Support DaemonSet in Helm

Reposting from GitHub

This is extremely disappointing to see the Traefik team refusing to support a valid deployment strategy that was used previously to great effect. If you're going make the helm chart highly opinionated then it should only be provided along with the standard YAML as part of the install documentation

In my use case I ran Traefik 1.x in DaemonSet because, gasp, there are some people who DON'T run in the cloud. I don't have load balancers in front of my servers. Instead I provide load balancing via DNS RR. I need those hosts to all be running Traefik with 100% guarantee. The correct way to assure one and exactly one copy of a pod is running on every host is a DaemonSet. This is not my opinion, it's in the official docs. Anti-Affinity hacks are not the recommended solution, DaemonSet is. Oh and since I'm aware I can't have LetsEncrypt on multiple nodes, I run CertManager. As it was previously recommended. It's not rocket science.

It used to be easier to get all this running in Traefik 1.x, now 2.x has obscured setups behind helm charts and made it a huge effort in order to even figure out what the correct "default" configuration is, let alone customize it.

Hey, running it as daemon set in v2 works exactly the same as it used to in v1. Since this is not going to be supported in helm chart, you can relatively easily set it up manually - I've done that before.

You just need to examine the final manifests that get applied in both cases, and port v1 DaemonSet to v2. It does work.
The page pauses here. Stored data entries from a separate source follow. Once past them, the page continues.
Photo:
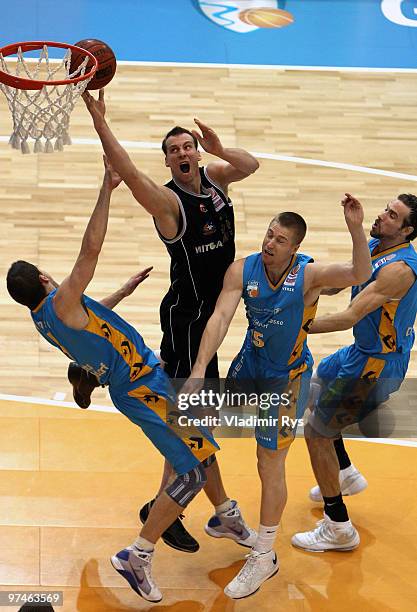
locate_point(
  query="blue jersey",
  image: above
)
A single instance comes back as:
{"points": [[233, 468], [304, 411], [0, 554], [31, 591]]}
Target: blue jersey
{"points": [[108, 346], [388, 329], [278, 319]]}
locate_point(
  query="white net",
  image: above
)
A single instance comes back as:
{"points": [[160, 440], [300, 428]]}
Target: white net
{"points": [[44, 114]]}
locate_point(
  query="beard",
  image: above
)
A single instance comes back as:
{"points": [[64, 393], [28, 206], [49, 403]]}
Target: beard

And IMO it's not a biggy.

If you need help, post what's does not seem to work and I'll have a look.

I'm working on it, dealing with RBAC issues between v1 and v2 which I may ask about if I can't figure out.

However if it works exactly the same, why reject a PR for someone who did the work to support it in the helm chart? It's clear that people want to use DaemonSet (and are using DaemonSet), enough that someone went through the effort of PR'ing a helm chart.

HA LE won't work obviously, but you are not using it. I mean that from your perspective as a user of CertManager there will be no changes.